Despite the increase in hedging costs, over three-quarters (76%) of UK corporates hedge their forecastable currency risk, a slight increase from last year (75%). Among those not hedging, 68% are now considering it due to market conditions. The average hedge length has increased 47% to 5.55 months this year, up from 3.78 last year, indicating that firms are seeking longer-term protection and stability. Meanwhile, the average hedge ratio remains steady at 45%, the same as in 2023.

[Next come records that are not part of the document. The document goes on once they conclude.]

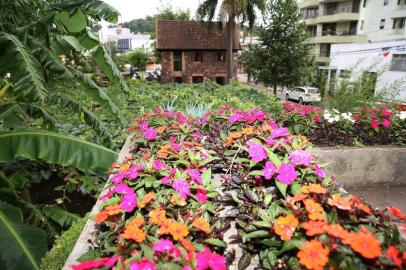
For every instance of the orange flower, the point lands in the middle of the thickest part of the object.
(314, 227)
(147, 198)
(285, 226)
(188, 245)
(313, 188)
(134, 233)
(396, 212)
(336, 230)
(340, 202)
(164, 151)
(157, 216)
(313, 255)
(201, 224)
(365, 243)
(178, 230)
(164, 226)
(314, 209)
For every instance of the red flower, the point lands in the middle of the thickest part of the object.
(374, 124)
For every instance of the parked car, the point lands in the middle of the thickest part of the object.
(304, 94)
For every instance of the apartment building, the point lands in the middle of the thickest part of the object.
(352, 21)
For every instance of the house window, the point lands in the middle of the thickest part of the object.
(398, 62)
(197, 79)
(325, 50)
(220, 80)
(177, 61)
(399, 23)
(221, 56)
(382, 24)
(198, 56)
(178, 80)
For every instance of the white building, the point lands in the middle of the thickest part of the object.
(125, 40)
(359, 58)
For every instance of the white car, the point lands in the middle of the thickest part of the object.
(304, 94)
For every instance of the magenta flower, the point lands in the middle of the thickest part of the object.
(287, 173)
(195, 176)
(150, 134)
(256, 151)
(145, 264)
(269, 170)
(181, 187)
(236, 117)
(300, 157)
(129, 202)
(159, 165)
(92, 264)
(209, 260)
(386, 123)
(201, 196)
(163, 246)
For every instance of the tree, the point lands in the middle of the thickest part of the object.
(284, 57)
(230, 11)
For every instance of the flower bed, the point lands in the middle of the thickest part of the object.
(364, 126)
(162, 210)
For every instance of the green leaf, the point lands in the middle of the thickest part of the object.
(107, 65)
(22, 246)
(216, 242)
(282, 187)
(55, 148)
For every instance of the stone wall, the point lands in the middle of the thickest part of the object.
(209, 69)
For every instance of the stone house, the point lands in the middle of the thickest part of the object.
(193, 53)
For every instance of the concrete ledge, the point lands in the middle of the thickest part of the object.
(365, 166)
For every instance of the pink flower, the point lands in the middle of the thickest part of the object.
(91, 264)
(201, 196)
(256, 151)
(374, 124)
(279, 132)
(236, 117)
(163, 246)
(145, 264)
(195, 176)
(182, 187)
(159, 165)
(269, 170)
(319, 172)
(386, 123)
(300, 157)
(287, 173)
(209, 260)
(129, 202)
(150, 134)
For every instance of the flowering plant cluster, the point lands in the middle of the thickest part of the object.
(376, 125)
(162, 210)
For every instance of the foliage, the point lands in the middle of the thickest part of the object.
(283, 57)
(166, 201)
(57, 256)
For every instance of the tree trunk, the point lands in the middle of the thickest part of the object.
(230, 41)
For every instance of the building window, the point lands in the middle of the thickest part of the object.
(177, 61)
(198, 56)
(399, 23)
(221, 56)
(398, 63)
(197, 79)
(382, 24)
(325, 50)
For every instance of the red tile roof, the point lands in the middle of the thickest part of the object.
(192, 35)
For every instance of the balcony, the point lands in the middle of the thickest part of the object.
(308, 3)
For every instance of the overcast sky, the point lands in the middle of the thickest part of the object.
(134, 9)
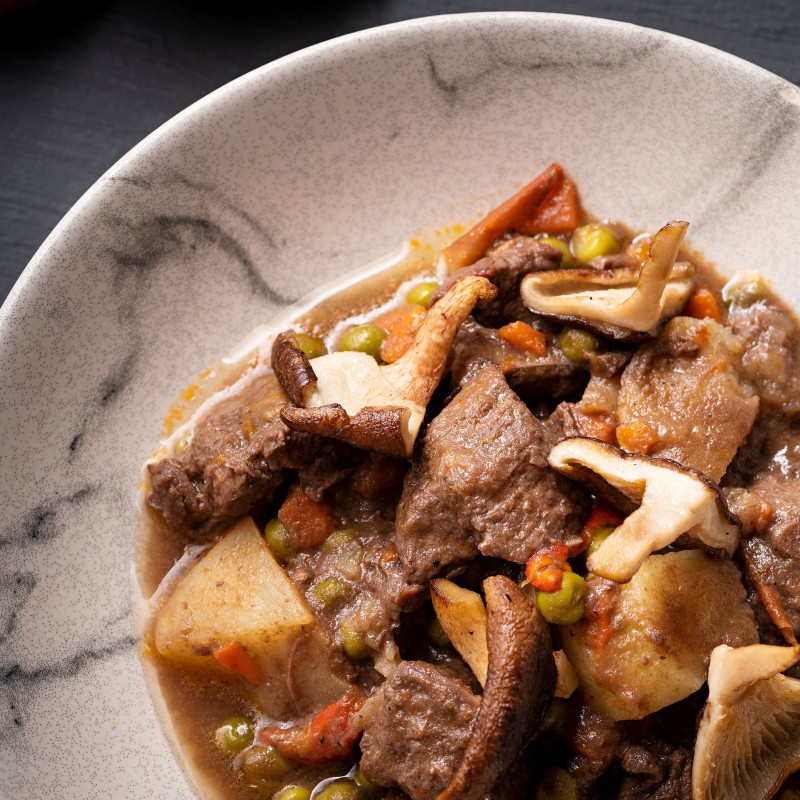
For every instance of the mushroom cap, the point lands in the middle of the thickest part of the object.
(666, 501)
(749, 738)
(518, 691)
(626, 303)
(383, 406)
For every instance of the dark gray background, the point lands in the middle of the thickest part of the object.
(82, 82)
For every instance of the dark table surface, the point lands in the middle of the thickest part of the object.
(82, 81)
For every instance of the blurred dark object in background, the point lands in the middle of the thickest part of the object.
(13, 5)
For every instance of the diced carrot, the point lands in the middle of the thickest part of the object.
(401, 325)
(545, 568)
(522, 335)
(330, 736)
(601, 607)
(559, 213)
(308, 521)
(234, 657)
(512, 213)
(703, 305)
(636, 437)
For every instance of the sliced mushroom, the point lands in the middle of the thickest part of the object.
(749, 738)
(462, 615)
(626, 303)
(519, 688)
(666, 501)
(399, 391)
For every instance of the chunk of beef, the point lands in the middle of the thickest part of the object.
(552, 376)
(594, 744)
(416, 738)
(771, 358)
(682, 397)
(594, 415)
(505, 267)
(768, 467)
(237, 459)
(480, 482)
(660, 772)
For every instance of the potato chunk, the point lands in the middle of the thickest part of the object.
(682, 397)
(645, 644)
(236, 593)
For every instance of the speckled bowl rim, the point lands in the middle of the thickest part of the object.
(287, 63)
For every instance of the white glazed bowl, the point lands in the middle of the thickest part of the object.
(291, 175)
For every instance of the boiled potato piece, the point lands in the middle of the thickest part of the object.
(462, 614)
(237, 592)
(645, 644)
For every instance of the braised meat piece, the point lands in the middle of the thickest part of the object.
(771, 358)
(768, 466)
(480, 482)
(237, 459)
(505, 267)
(552, 376)
(417, 736)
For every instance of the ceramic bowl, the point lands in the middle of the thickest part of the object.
(292, 175)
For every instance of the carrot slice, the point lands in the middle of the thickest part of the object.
(523, 336)
(401, 325)
(330, 736)
(545, 568)
(636, 437)
(234, 657)
(511, 214)
(309, 521)
(559, 213)
(703, 305)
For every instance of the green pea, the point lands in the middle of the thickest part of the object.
(330, 591)
(593, 240)
(435, 632)
(559, 244)
(556, 719)
(183, 443)
(364, 339)
(363, 781)
(278, 539)
(567, 605)
(420, 295)
(600, 536)
(264, 767)
(234, 735)
(745, 289)
(576, 344)
(355, 647)
(293, 793)
(312, 346)
(556, 784)
(343, 789)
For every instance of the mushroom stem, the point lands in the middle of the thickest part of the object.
(519, 688)
(417, 373)
(620, 303)
(292, 368)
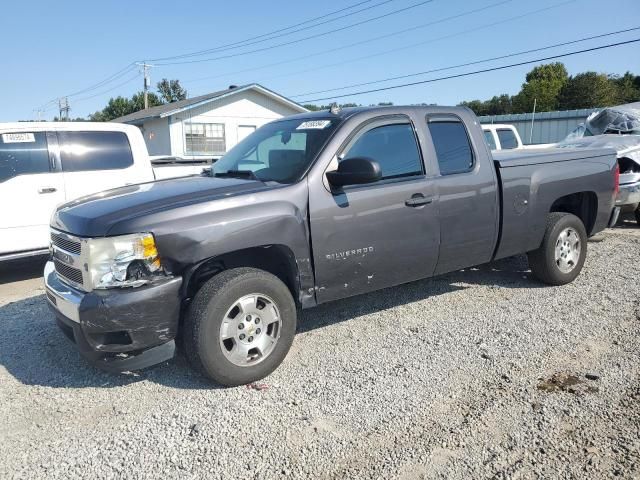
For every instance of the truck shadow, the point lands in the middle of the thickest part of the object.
(512, 272)
(25, 269)
(35, 352)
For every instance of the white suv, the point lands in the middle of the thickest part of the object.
(45, 164)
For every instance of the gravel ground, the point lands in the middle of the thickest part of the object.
(476, 374)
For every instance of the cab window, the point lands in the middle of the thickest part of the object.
(393, 146)
(23, 153)
(452, 145)
(88, 151)
(488, 136)
(507, 139)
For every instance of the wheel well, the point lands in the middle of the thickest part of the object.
(583, 205)
(278, 260)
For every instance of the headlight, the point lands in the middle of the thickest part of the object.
(123, 261)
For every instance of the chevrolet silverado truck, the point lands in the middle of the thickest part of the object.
(310, 209)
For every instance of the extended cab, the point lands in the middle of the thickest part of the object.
(306, 210)
(43, 165)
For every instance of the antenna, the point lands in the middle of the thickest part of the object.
(147, 81)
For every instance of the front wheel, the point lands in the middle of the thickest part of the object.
(560, 257)
(240, 326)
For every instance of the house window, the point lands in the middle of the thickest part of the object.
(204, 138)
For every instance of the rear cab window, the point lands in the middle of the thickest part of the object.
(507, 139)
(488, 136)
(23, 153)
(90, 151)
(391, 143)
(452, 144)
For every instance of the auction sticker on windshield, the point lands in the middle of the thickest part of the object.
(18, 138)
(317, 124)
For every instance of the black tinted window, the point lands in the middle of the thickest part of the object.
(507, 139)
(394, 147)
(452, 146)
(23, 154)
(488, 136)
(82, 151)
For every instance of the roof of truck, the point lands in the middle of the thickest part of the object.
(65, 126)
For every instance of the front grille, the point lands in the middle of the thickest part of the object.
(68, 272)
(66, 244)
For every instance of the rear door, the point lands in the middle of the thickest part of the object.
(31, 186)
(376, 235)
(93, 161)
(467, 194)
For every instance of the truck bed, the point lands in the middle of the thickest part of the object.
(529, 178)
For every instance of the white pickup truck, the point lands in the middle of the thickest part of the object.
(501, 136)
(45, 164)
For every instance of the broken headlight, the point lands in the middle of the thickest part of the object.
(122, 261)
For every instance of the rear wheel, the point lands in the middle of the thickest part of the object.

Global geopolitical tensions are adding to the uncertainty for corporates, with many bracing for increased volatility. Over half (53%) of respondents plan to extend their hedge durations in response to these growing concerns. FX fears surrounding the upcoming US election are also prominent, with the top three being counterparty risk in hedging transactions (40%), the impact of policy changes on currency values (37%), and unpredictable market movements (37%).
To meet these challenges, MillTechFX says 64% of these firms are now using FX options “more frequently”, and while this tallies with the finding that 94% of respondents have found access to finance more difficult over the past year, it probably complicates processes given the survey also reports that 34% still trade by phone, 32% by email, and 30% by sending or uploading files.
Inevitably, AI gets a look in on the survey, with 100% of respondents saying they are exploring AI in some form. Price discovery (34%), risk identification (30%) and trade execution (29%) are the key areas being explored for automation, although perhaps the real secret is in how automating manual processes was corporates’ top priority (41%), this may or may not involve AI.
“2024 has been a challenging year for UK corporate finance leaders as they battle against high interest rates, inflationary pressures, geopolitical tensions, supply chain issues and more,”
says Eric Huttman, CEO of MillTechFX. “Among these challenges, heightened currency volatility stands out as a significant concern. Firms are grappling with fluctuating exchange rates that impact profit margins and overall financial stability. It’s encouraging to see the majority of UK corporates have taken proactive measures by hedging their FX risk. Those who have not embraced these strategies, however, risk facing severe financial repercussions.
“Rising FX hedging expenses are squeezing margins at a time when effective hedging is more critical than ever,” he continues. “Compounding this issue are tighter access to finance and increased fees and rates, further driving up the cost of doing business. Many corporate leaders may feel as though the walls are closing in on them. In this challenging environment, working with the right providers and employing technology can enable firms to get a clear sight of their costs, compare quotes from multiple providers, ensure best execution and take advantage of tools like margin-free FX hedging, reducing the need for credit and overall costs.
“As we look to the future, it’s evident that geopolitics and the upcoming US election are significantly influencing FX hedging strategies,” he concludes. “Finance leaders are caught in a delicate balance, weighing the costs of hedging and how much to hedge against the potentially limitless expenses of not doing so. This current landscape resembles a treacherous, icy road where the path ahead is uncertain. A well-crafted hedging strategy acts like traction control, providing stability and guidance as market conditions fluctuate. Without it, companies face the risk of losing control when volatility strikes.”